The Pacific Ocean is the world’s deepest and largest ocean, covering a total area of 165.2 million km2 and with an average depth of about 4,280 m. Due to its massive size, the Pacific Ocean consists of many marginal seas situated at the coasts of the continents of Asia, Oceania, and the Americas. Covering an area of 380,000 km2, the Yellow Sea is such a marginal sea of the Western Pacific Ocean.
The sea was named for the yellowish sand particles originating from the Gobi Desert that descend on the surface of the sea, thereby giving it a golden yellow color. In addition to this, several Chinese rivers also discharge their sand and silt-laden waters into the sea. Besides the Yellow Sea, there are other seas in the world, namely the Red Sea, White Sea, and the Black Sea, that bear common English colors as their names. The Yellow Sea is also often referred to as ‘Huang Hai’ in China and as ‘West Sea’ in both North and South Korea.
Where Is The Yellow Sea?
The Yellow Sea measures about 960 km from north to south and some 700 km from its east to west. The sea is one of the world’s largest portions of continental shelf submerged in water. Its maximum depth is about 152 m and it has an average depth of only 44 m. Some of the significant rivers that drain into the sea include the Chongchon, Hai He, Liao, Taedong, Yalu, and Yellow Rivers. More than 1.6 billion tons of sediments are annually received by the Yellow Sea, mainly from the large Yellow and Yangtze Rivers. The northern and the western shores of the sea are quite low, while the sea’s eastern shores are heavily indented and comparatively much rockier and higher than its western part. Many bays like the Bohai Bay, Laizhou Bay, Liaodong Bay, and the Korea Bay are also found here.
Some of the notable South Korean islands that are located in the Yellow Sea include Anmado, Baengnyeongdo, Deokjeokdo, Daebudo, Ganghwado, Gageodo, Heuksando, Jejudo, Silmido, Yeongjongdo, etc.
The Yellow Sea experiences a temperate monsoon climate. Cold and dry winds from the northwest prevail during the winter season while the summer months are relatively warm and humid. The average temperature ranges between -10 °C to 3 °C in January from north to south and between 23 °C to 26 °C in July. The northerly monsoons occur from late November to March while tropical hurricanes (typhoons) occur frequently between June and October. Sea fogs are also common in coastal regions.
The Yellow Sea is rich in seaweeds, and various invertebrates like crustaceans, clams, cephalopods, shellfish, etc. Some of the significant fish that are found here include cod, croakers, goby, eel, Japanese mackerel, lizardfish, Pacific herring, sea bream, etc. The intertidal mudflats of the Yellow Sea provide important sites for migratory birds of the East Asian-Australasian Flyway. Some of these significant migratory birds are black-faced spoonbills, Dalmatian pelicans, and little gulls. The Yellow Sea also serves as a critical breeding site for the threatened Saunder’s gull. The sea also hosts numerous marine mammals like spotted seals, finless porpoises, killer whales, minke whales, and false killer whales.

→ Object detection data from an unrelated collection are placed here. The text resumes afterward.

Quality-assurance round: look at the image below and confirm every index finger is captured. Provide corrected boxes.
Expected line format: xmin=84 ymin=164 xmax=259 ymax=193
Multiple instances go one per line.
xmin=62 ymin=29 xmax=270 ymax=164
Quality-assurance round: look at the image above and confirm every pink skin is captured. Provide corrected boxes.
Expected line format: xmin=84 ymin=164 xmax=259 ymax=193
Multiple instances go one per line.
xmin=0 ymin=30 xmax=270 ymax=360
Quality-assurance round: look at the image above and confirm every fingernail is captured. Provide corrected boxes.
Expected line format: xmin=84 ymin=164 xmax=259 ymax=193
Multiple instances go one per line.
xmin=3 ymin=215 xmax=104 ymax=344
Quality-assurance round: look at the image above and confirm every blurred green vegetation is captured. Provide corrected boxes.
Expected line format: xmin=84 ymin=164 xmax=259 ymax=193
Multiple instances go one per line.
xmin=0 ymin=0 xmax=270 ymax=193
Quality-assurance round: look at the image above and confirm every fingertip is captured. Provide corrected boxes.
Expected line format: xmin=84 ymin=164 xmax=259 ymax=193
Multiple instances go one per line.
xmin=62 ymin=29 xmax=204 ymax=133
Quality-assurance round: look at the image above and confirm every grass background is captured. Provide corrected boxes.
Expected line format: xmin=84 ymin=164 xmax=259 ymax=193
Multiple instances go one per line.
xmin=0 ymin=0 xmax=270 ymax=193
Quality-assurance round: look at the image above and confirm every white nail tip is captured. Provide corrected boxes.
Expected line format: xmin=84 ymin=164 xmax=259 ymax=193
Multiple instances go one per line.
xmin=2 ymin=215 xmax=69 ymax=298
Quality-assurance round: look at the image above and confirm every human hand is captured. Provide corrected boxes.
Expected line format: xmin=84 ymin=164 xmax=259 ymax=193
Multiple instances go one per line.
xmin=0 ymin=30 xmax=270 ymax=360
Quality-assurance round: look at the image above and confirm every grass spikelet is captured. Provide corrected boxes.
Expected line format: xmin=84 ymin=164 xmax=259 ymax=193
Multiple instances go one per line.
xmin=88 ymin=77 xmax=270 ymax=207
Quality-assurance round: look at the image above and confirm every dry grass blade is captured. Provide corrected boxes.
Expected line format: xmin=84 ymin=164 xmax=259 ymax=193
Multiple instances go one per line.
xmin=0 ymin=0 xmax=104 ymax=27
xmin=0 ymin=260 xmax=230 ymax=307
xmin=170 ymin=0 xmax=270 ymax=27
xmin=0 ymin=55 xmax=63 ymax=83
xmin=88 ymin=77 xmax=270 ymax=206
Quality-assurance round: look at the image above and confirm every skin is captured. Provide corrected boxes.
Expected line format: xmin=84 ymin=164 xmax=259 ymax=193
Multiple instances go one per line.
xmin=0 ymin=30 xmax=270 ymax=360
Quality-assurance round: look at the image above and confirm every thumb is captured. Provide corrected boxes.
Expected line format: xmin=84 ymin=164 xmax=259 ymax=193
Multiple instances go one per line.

The rich fishing grounds of the Yellow Sea have been commercially exploited by the large Chinese, Japanese, and Korean ships for many years. Several tons of oil have also been successfully explored in the Chinese and the North Korean parts of the sea. The coastal regions of the Yellow Sea are very densely populated and more than 600 million people live in the sea’s catchment area. Some of the chief ports that are located along the Yellow sea include Dalian, Qinhuangdao, Qingdao, and Tianjin ports of China; Mokpo, Gunsan, and Incheon ports of South Korea; and Nampho port of North Korea.